Generally, 5-ASA is the preferred first-line treatment for UC and oral steroids should be considered for patients who do not respond adequately to 5-ASA [4]. Patients with steroid dependent UC should be treated with an either azathioprine, 6-mercaptopurine, TNF-inhibitor or vedolizumab [4]. Regarding treatment for de novo UC after KT, no standard protocol has been established because of complexities arising from combined use of common IBD therapy and antirejection therapy. Considering previously published data of de novo UC cases in Table 2, 5-ASA, steroid or sulfasalazine have implicated in protective control against deterioration in IBD activity. TNF-α antibody (infliximab) is an established option for refractory IBD [4], but application for KT patients is still a matter of debate. Temme et al. reported the first case reports which demonstrated the clinical remission using infliximab for KT recipients with steroid-refractory UC diagnosed before KT [13]. Garrouste et al. reported seven KT recipients with IBD (5 patients with Crohn’s disease and 2 patients with UC) who were treated with anti-TNF-α therapy. According to their report, over 80% of patients achieved clinical responses [14]. Nonetheless, several complications were observed. Two patients developed infections and developed cancer [14]. In one case with Crohn disease, both acute antibody-mediated rejection and acute T-cell-mediated rejection occurred [14]. In our case, clinical remission has been maintained without any complications such as serious infection events, cancer or rejection. For preventing serious infection and rejection, elaborating the use of multiple immunosuppressants could be a value. We decided to suspend administration of methylprednisolone for 2 months at the timing of anti TNF-α therapy initiation. Confirming that no serious infections developed, methylprednisolone was resumed to reduce the risk of rejection. Williams et al. reported that anti-TNFα therapy was not associated with an increased risk of malignancy in patients with IBD [15]. Regulating bowel inflammation by anti TNF-α therapy might rather contribute to lower the risk of colon cancer. Therefore, anti TNF-α therapy with careful attention to prevention of infection and protection of graft function, could be a therapeutic alternative during aggravation of symptoms in a refractory case.

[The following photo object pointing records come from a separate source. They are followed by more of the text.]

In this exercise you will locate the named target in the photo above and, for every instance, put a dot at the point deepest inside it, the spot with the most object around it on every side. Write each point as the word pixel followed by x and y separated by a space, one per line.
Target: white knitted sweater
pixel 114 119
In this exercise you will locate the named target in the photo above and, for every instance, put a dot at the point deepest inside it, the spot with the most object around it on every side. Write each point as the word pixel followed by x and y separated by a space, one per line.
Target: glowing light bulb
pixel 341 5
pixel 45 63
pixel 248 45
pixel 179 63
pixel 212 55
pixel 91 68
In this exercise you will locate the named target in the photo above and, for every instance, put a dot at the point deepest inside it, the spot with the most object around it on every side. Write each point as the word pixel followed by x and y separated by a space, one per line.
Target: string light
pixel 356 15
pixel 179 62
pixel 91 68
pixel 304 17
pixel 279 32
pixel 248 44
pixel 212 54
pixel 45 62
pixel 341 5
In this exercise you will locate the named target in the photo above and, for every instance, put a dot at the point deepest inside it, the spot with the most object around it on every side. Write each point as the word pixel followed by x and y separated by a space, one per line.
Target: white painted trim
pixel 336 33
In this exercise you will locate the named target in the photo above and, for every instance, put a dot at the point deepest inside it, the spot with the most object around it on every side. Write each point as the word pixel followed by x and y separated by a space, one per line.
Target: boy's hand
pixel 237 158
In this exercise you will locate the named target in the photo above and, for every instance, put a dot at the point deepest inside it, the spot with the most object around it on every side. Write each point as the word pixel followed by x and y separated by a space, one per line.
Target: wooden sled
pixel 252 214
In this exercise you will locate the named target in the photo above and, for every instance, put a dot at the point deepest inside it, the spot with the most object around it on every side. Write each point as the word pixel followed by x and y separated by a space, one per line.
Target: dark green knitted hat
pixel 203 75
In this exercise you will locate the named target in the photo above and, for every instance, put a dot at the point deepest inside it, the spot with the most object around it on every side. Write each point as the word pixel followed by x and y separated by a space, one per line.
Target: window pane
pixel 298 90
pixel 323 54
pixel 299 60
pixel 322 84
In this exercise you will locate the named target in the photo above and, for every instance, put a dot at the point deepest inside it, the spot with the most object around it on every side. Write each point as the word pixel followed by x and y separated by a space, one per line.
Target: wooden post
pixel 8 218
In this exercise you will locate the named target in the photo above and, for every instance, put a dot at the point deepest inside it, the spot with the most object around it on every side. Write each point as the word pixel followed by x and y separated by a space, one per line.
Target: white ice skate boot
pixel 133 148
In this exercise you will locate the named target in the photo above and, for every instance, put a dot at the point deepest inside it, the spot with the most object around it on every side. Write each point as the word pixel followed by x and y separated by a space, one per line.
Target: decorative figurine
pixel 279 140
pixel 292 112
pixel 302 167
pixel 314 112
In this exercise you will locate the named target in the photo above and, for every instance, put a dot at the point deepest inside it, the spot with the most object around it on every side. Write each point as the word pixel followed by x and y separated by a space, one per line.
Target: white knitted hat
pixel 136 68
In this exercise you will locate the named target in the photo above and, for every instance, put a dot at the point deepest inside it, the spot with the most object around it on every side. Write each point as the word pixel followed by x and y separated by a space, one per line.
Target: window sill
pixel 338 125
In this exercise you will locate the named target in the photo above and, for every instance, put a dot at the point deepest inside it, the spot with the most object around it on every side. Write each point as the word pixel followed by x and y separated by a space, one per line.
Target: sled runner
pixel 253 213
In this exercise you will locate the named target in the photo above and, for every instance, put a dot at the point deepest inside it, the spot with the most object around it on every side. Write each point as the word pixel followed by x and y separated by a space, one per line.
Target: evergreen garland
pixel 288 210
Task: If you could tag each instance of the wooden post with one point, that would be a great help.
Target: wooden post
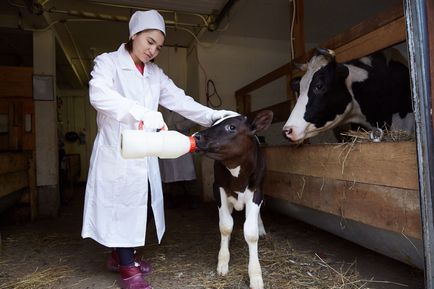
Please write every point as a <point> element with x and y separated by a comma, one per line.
<point>417,20</point>
<point>32,186</point>
<point>430,20</point>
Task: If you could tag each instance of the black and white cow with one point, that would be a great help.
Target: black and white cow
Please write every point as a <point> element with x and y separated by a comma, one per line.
<point>373,91</point>
<point>239,169</point>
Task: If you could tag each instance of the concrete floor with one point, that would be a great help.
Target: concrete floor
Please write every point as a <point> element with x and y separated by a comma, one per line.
<point>187,256</point>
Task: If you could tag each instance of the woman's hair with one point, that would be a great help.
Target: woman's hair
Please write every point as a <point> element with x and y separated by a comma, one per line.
<point>129,44</point>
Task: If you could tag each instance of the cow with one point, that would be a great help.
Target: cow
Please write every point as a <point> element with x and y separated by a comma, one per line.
<point>239,169</point>
<point>372,91</point>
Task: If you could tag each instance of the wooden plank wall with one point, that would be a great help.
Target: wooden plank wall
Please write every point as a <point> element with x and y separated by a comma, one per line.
<point>17,145</point>
<point>371,183</point>
<point>16,101</point>
<point>375,33</point>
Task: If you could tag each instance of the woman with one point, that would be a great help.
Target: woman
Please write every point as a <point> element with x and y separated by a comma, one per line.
<point>126,88</point>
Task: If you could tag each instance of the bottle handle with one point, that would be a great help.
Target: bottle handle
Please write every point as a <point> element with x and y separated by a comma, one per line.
<point>140,125</point>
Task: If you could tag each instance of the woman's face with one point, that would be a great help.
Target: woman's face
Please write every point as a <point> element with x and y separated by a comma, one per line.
<point>146,45</point>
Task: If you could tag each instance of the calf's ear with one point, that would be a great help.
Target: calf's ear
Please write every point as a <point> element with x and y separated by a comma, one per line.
<point>295,84</point>
<point>342,71</point>
<point>262,121</point>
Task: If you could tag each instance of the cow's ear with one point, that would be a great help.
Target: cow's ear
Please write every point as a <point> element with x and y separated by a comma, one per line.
<point>262,121</point>
<point>341,71</point>
<point>295,84</point>
<point>300,66</point>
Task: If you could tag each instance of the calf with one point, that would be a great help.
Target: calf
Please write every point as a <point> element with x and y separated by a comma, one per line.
<point>373,91</point>
<point>239,169</point>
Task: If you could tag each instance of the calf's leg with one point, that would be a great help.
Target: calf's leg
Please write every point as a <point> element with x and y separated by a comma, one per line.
<point>251,234</point>
<point>226,224</point>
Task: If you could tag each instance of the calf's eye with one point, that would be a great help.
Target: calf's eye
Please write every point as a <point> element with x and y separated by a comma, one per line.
<point>230,128</point>
<point>318,88</point>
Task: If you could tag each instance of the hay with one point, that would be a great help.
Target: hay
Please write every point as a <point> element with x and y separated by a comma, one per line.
<point>44,279</point>
<point>362,135</point>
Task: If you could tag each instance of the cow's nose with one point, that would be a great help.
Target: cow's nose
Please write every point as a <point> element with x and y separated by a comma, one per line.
<point>197,137</point>
<point>287,133</point>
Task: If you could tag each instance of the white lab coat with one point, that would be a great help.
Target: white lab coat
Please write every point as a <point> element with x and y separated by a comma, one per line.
<point>115,208</point>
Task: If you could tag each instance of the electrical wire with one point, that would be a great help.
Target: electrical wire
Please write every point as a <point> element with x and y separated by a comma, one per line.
<point>210,92</point>
<point>292,29</point>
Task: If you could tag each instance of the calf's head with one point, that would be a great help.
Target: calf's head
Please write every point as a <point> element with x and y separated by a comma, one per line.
<point>323,97</point>
<point>231,139</point>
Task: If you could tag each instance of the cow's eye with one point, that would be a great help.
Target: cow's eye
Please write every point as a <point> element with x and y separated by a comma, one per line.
<point>318,88</point>
<point>230,128</point>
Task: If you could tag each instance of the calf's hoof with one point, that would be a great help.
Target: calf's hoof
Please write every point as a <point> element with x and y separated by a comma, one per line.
<point>222,269</point>
<point>256,283</point>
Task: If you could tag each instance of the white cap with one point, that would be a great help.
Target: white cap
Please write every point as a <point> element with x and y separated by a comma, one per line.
<point>142,20</point>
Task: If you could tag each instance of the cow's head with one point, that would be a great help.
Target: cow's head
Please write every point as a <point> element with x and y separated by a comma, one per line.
<point>323,98</point>
<point>233,137</point>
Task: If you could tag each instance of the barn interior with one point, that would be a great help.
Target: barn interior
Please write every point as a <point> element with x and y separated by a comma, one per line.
<point>350,222</point>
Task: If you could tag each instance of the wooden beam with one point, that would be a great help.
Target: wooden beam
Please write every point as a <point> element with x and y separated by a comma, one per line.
<point>12,182</point>
<point>388,163</point>
<point>12,162</point>
<point>388,35</point>
<point>16,82</point>
<point>388,208</point>
<point>269,77</point>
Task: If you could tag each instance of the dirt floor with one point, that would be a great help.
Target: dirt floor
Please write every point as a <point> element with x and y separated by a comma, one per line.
<point>51,254</point>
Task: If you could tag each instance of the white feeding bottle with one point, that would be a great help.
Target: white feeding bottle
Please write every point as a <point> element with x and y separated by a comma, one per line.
<point>164,144</point>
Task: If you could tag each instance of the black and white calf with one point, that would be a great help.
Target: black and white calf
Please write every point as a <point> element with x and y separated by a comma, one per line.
<point>373,91</point>
<point>239,169</point>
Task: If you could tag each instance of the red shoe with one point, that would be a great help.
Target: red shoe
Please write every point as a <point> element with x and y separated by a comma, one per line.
<point>113,263</point>
<point>132,278</point>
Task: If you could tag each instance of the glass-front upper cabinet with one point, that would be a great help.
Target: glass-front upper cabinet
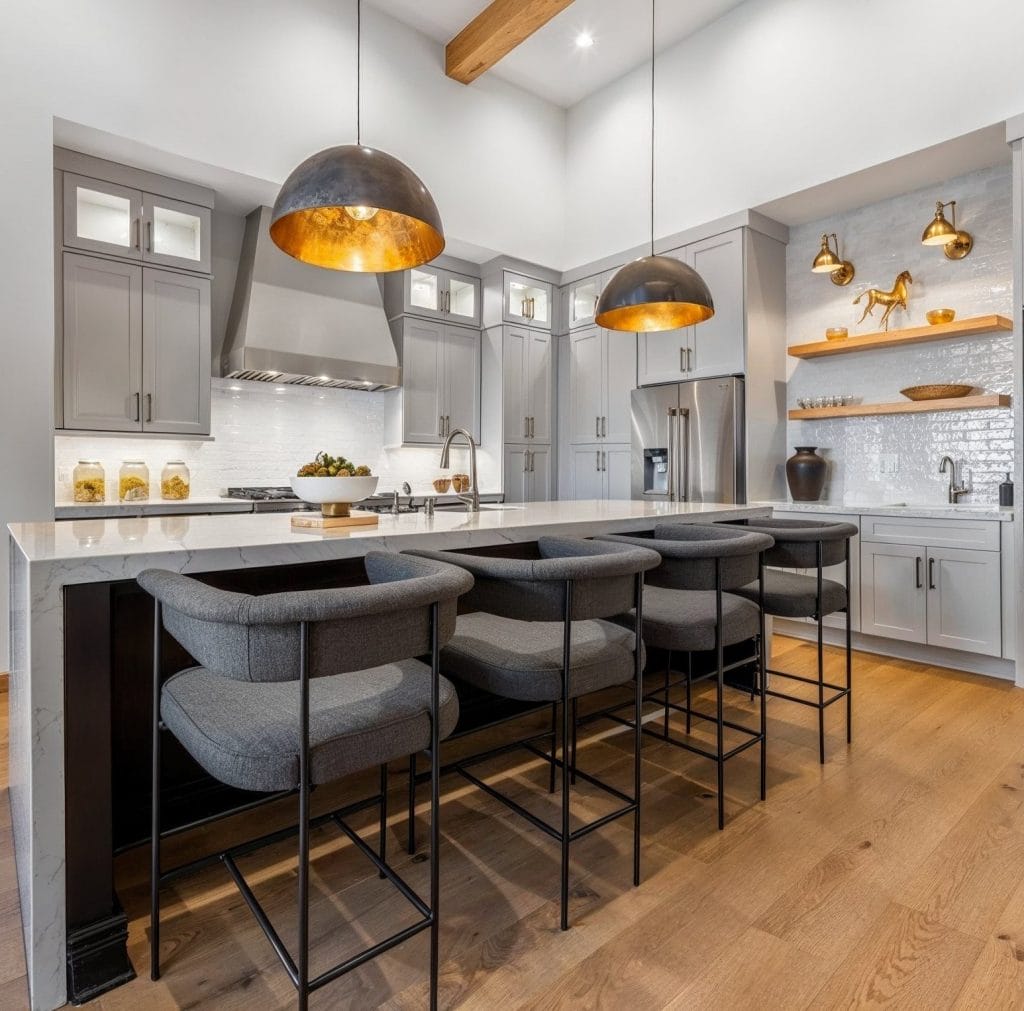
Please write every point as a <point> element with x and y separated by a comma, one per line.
<point>527,301</point>
<point>442,294</point>
<point>105,217</point>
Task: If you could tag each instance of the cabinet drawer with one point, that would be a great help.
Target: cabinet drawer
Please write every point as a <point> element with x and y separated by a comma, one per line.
<point>980,534</point>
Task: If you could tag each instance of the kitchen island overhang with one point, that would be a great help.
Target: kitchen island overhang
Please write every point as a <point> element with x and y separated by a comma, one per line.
<point>75,932</point>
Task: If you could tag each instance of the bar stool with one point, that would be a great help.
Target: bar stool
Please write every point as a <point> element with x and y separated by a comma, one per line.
<point>688,607</point>
<point>539,633</point>
<point>808,544</point>
<point>298,689</point>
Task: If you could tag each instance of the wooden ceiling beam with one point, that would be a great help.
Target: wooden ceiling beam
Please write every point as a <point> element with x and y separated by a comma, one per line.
<point>495,33</point>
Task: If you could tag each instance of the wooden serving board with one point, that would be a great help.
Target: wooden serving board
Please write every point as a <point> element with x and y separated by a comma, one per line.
<point>315,521</point>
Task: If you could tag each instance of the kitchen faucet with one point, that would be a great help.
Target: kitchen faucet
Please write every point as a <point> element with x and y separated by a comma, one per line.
<point>473,499</point>
<point>946,464</point>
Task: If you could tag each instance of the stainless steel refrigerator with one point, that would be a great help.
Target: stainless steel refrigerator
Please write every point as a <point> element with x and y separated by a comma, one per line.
<point>688,441</point>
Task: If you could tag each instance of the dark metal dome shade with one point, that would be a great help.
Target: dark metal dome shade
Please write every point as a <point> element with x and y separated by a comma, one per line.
<point>654,293</point>
<point>354,208</point>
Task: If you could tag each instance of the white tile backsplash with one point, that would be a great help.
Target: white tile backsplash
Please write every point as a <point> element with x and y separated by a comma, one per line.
<point>262,432</point>
<point>882,240</point>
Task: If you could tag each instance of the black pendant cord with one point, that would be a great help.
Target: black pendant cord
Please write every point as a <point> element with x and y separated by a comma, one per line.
<point>358,72</point>
<point>652,127</point>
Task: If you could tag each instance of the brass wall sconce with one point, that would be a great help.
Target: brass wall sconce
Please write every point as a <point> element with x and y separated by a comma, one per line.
<point>829,262</point>
<point>940,233</point>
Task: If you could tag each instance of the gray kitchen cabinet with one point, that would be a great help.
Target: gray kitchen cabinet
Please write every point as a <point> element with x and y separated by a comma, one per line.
<point>526,385</point>
<point>175,352</point>
<point>715,347</point>
<point>527,301</point>
<point>602,365</point>
<point>440,380</point>
<point>102,344</point>
<point>107,217</point>
<point>441,294</point>
<point>527,473</point>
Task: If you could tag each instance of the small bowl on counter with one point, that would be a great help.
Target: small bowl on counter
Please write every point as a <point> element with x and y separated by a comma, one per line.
<point>334,495</point>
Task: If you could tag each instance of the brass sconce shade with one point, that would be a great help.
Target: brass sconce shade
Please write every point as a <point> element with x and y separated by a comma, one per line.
<point>355,208</point>
<point>654,293</point>
<point>829,262</point>
<point>940,233</point>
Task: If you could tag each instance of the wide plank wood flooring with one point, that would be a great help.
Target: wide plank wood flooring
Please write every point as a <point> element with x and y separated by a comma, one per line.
<point>894,875</point>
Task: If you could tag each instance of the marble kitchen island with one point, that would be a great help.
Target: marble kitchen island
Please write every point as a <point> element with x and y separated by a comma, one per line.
<point>81,672</point>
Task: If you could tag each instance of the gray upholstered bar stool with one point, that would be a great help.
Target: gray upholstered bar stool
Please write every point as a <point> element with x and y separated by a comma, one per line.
<point>688,607</point>
<point>539,632</point>
<point>809,544</point>
<point>301,688</point>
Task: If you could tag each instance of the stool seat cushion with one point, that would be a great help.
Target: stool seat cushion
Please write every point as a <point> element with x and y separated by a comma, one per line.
<point>523,660</point>
<point>247,733</point>
<point>685,619</point>
<point>790,594</point>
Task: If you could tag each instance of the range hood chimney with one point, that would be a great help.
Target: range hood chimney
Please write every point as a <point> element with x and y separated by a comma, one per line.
<point>292,323</point>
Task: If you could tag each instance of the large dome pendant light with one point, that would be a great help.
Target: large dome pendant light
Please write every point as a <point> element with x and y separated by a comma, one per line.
<point>654,292</point>
<point>355,208</point>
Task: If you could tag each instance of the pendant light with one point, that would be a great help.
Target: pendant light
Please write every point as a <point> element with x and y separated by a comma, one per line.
<point>653,292</point>
<point>356,208</point>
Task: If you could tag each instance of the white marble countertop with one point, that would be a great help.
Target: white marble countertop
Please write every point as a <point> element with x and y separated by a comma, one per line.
<point>940,510</point>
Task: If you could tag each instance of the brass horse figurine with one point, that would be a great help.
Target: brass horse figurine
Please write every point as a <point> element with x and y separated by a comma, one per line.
<point>890,299</point>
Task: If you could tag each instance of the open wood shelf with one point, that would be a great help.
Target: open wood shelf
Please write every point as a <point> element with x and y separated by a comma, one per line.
<point>980,403</point>
<point>973,327</point>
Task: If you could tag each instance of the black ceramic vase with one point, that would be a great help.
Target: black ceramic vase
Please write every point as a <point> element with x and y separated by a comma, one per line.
<point>805,472</point>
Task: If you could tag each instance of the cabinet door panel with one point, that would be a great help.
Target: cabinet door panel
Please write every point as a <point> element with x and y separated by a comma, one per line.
<point>718,343</point>
<point>175,352</point>
<point>423,392</point>
<point>539,392</point>
<point>964,609</point>
<point>515,475</point>
<point>462,374</point>
<point>616,472</point>
<point>102,343</point>
<point>588,479</point>
<point>101,216</point>
<point>892,603</point>
<point>620,380</point>
<point>586,382</point>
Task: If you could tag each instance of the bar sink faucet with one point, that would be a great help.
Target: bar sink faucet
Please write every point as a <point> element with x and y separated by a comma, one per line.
<point>473,499</point>
<point>948,465</point>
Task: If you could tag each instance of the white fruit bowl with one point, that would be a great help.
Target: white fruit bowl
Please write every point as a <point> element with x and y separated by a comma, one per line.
<point>334,495</point>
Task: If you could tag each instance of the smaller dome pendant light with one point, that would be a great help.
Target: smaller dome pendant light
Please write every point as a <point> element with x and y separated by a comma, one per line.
<point>355,208</point>
<point>654,292</point>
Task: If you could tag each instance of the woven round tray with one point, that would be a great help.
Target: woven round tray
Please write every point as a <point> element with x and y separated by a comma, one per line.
<point>937,391</point>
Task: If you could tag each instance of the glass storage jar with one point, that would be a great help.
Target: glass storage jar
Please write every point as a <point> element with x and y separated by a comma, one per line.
<point>174,480</point>
<point>133,481</point>
<point>90,482</point>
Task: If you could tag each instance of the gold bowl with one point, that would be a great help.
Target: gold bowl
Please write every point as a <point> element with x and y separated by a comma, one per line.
<point>936,391</point>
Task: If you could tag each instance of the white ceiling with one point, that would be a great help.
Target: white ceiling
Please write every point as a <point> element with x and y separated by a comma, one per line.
<point>549,64</point>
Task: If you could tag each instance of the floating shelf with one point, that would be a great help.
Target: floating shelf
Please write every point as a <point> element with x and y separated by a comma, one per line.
<point>973,327</point>
<point>980,403</point>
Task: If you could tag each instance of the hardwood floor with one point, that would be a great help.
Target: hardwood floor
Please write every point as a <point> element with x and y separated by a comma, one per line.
<point>893,875</point>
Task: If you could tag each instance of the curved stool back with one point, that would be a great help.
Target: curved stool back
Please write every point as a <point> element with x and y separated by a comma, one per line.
<point>247,645</point>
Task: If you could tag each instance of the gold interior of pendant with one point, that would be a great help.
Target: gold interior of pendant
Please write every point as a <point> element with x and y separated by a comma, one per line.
<point>651,317</point>
<point>330,237</point>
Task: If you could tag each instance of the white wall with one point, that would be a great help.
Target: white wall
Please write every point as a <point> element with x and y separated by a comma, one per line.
<point>881,240</point>
<point>779,95</point>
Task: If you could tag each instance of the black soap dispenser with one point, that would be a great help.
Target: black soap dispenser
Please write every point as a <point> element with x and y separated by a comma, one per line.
<point>1007,492</point>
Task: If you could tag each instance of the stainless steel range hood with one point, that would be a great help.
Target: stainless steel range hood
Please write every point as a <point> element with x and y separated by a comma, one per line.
<point>292,323</point>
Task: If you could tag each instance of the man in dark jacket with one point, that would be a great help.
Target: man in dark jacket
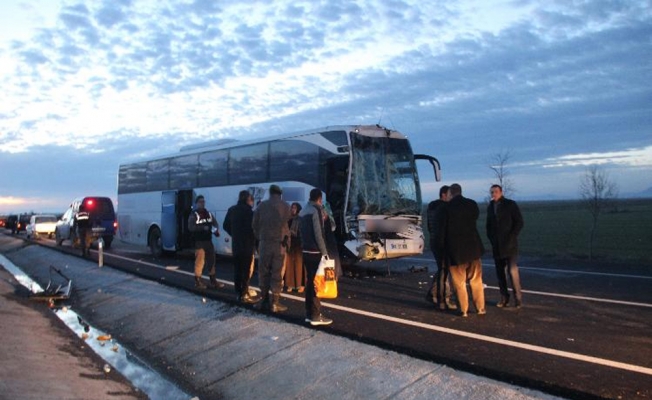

In conclusion, we report the detailed clinical course of a case of new-onset UC after KT treated with anti TNF-α therapy. De novo IBD should be considered a differential diagnosis in patients presenting post-transplantation diarrhea. Comprehensive evaluation with prompt colonoscopy and histopathological examination is recommended. Cooperation between transplantation physicians and gastroenterologists is essential during therapy.